Renovations on one of the oldest buildings left in the city are now going on six years into the 174-year-old home. That includes more than $475,000 in donations and countless volunteer hours into the actual reconstruction of the space. But that’s what it’s taken to find yet another rebirth for a structure that was divided into small apartments and fell into disrepair before the city purchased the home at the behest of neighbors and the Elgin History Museum.
The property still needs at least $100,000 worth of donations and work before it will open, possibly, in 2021. City council members said the 78-person capacity home will be worth the wait.
Council member Rose Martinez said the home, at the intersection of Chicago Street and Crystal Avenue, was a highlight for her during her former days of driving a school bus.
“I’d drive kids by there and explain to them that this is the oldest house (on this side) of Elgin,” Martinez said. “The oohs and ahhs were priceless. It’s such a big part of our history.”
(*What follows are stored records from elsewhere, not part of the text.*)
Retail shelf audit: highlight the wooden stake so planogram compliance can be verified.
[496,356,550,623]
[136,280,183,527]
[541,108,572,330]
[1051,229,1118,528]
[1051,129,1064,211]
Council member Cory Dixon said the transformation of the home, including all its highs and lows, is the essence of Elgin.
“This property has a lot of historical significance,” Dixon said. “It is also a representation of the transformation we’ve made as a city. This property was chopped up into apartments. The neighborhood surrounding it was not the best. And since then things have improved in the neighborhood. That’s a reflection of Elgin. The city has improved as well.”